In Cold Blood meets The Last House on the Left in American Gothic, as a pair of convicts break into a farmhouse, only to encounter a family mad for revenge. Unfortunately, such rough comparison is about the best thing that can be said for this 2017 horror film.
The acting is glaringly awful, with the film’s troupe of alleged thespians performing like community theater cast-offs. Their unconvincing dialogue is matched only by their characters’ unfathomable actions–decisions consistently serving no logic other than directorial steering of a contrived plot. The climactic twist, involving a young woman held captive in the farmhouse cellar, is both telegraphed and clumsily executed. This movie is so bad, it makes its homonymous 1987 predecessor seem like Silence of the Lambs.

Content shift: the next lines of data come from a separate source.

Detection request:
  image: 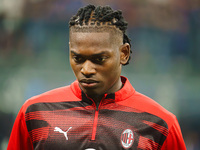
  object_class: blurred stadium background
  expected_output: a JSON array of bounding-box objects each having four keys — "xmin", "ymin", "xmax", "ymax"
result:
[{"xmin": 0, "ymin": 0, "xmax": 200, "ymax": 150}]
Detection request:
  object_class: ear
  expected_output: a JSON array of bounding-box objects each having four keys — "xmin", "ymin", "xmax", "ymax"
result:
[{"xmin": 119, "ymin": 43, "xmax": 130, "ymax": 65}]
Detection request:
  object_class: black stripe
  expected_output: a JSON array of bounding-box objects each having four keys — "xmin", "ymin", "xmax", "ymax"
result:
[
  {"xmin": 26, "ymin": 101, "xmax": 92, "ymax": 113},
  {"xmin": 26, "ymin": 120, "xmax": 49, "ymax": 132}
]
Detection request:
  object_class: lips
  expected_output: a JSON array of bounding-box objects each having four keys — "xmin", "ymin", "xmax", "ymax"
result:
[{"xmin": 79, "ymin": 79, "xmax": 99, "ymax": 88}]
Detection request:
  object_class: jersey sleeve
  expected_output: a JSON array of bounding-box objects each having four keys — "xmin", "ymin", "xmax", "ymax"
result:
[
  {"xmin": 7, "ymin": 108, "xmax": 33, "ymax": 150},
  {"xmin": 161, "ymin": 119, "xmax": 186, "ymax": 150}
]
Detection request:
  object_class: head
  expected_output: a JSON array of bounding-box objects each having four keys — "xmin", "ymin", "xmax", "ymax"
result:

The biggest problem I have, though, is with the film’s title, and the hackneyed sense of American Gothic (“crazy inhabitants of a rural Pennsylvanian farmhouse”) conveyed by the film itself. Then again, the filmmakers might deserve kudos for clever marketing: had they labeled their effort more honestly–Low-Budget Lameness Appropriating the Title of Grant Wood’s Famous Painting–I likely would have passed.
Amazon Prime members can stream American Gothic for free, but viewers are apt to regret the cost of seventy-five minutes out of their day. Be forewarned: poking one’s eyes out with a pitchfork makes for better entertainment than watching this cinematic monstrosity.